4. There will always be poverty around the world but there are two main reasons for the poverty gap in the United States. First, many powerful groups in the US believe that welfare does not help the poverty gap because it promotes people to be lazy, weak and dependent. Secondly, due to inadequate welfare, families who are unable to be self-sustaining are forced to find other means to support their families, which includes ones that break the law. Many families came to the United States and have probably heard of the “American Dream.” However, this dream became be harder to attain than before. The price of this dream has risen so sharply that many families are unable to reach this goal with their current salaries and wages. These costs include health care, higher education, high-quality child care, and housing. These aren’t even luxuries; they are merely “indispensable ingredients of the dream.” Solutions to make this dream more accessible include accelerated movement toward universal health insurance, universal availability of quality child care and preschool programs, movement to help students meet the requirements for higher education as well as creating public-private partnerships to expand the supply of affordable housing for the poor and the work-class families. Additionally, new policies to help the poor directly are needed, which includes minimum wages and creating a stable income floor for all poor families to ensure that no children are living under poor conditions. Efforts should be aimed so that every single person in the United States has unlimited opportunities to achieve the American Dream.
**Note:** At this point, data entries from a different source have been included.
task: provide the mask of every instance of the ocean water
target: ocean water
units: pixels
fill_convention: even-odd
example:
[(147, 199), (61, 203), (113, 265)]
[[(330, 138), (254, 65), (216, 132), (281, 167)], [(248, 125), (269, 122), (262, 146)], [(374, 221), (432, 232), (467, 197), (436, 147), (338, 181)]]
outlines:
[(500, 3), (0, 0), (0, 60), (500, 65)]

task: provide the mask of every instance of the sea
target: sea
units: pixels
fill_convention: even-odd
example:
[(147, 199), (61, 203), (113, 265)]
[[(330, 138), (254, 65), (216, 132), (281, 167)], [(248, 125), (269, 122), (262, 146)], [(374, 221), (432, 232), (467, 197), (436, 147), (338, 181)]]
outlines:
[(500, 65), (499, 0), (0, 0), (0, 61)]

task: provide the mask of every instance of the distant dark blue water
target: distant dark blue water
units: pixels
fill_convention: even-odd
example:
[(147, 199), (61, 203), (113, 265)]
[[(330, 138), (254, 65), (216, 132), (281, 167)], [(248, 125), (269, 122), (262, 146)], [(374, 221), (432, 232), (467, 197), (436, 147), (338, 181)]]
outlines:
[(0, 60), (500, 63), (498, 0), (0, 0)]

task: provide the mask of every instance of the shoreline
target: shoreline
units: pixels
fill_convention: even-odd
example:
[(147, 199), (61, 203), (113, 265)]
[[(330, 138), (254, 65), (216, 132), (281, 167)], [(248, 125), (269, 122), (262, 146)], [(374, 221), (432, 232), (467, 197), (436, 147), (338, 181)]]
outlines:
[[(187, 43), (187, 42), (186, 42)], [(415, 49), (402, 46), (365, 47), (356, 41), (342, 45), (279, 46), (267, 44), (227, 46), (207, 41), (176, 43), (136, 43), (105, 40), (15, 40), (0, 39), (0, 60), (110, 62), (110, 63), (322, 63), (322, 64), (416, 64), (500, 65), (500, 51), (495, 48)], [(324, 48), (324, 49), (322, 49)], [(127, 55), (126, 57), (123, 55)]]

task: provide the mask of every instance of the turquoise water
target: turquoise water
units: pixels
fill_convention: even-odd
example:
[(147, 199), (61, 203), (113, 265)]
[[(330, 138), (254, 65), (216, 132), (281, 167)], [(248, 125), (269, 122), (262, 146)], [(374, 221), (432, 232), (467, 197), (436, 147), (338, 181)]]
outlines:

5. Clawson and Gerstel provided a comparison between the child care system in the United States and some European countries. Most parents in the US struggle to find child care, which led them to endure long waiting lists and have to frequently change locations. As a result, Clawson and Gerstel suggest that “the programs would be publicly funded and universal, available to all, either at no cost or at modest cost with subsidies for low-income participants.” The people who run these kinds of programs would be paid about the same as public school teachers. The length of each day will cover at least as many hours as the school day, while the “wrap-around” care would be available before and after this time. Not everyone has to participate in this program; admissions to these programs are completely voluntary, but “the programs would be such high quality that a majority of the children would enroll.” Additionally, “parents would be universally offered a significant period of paid paternal leave.” These programs will be extremely expensive, but it is believed that the costs of not caring about these children in the short-term or long-term prove to be far more expensive.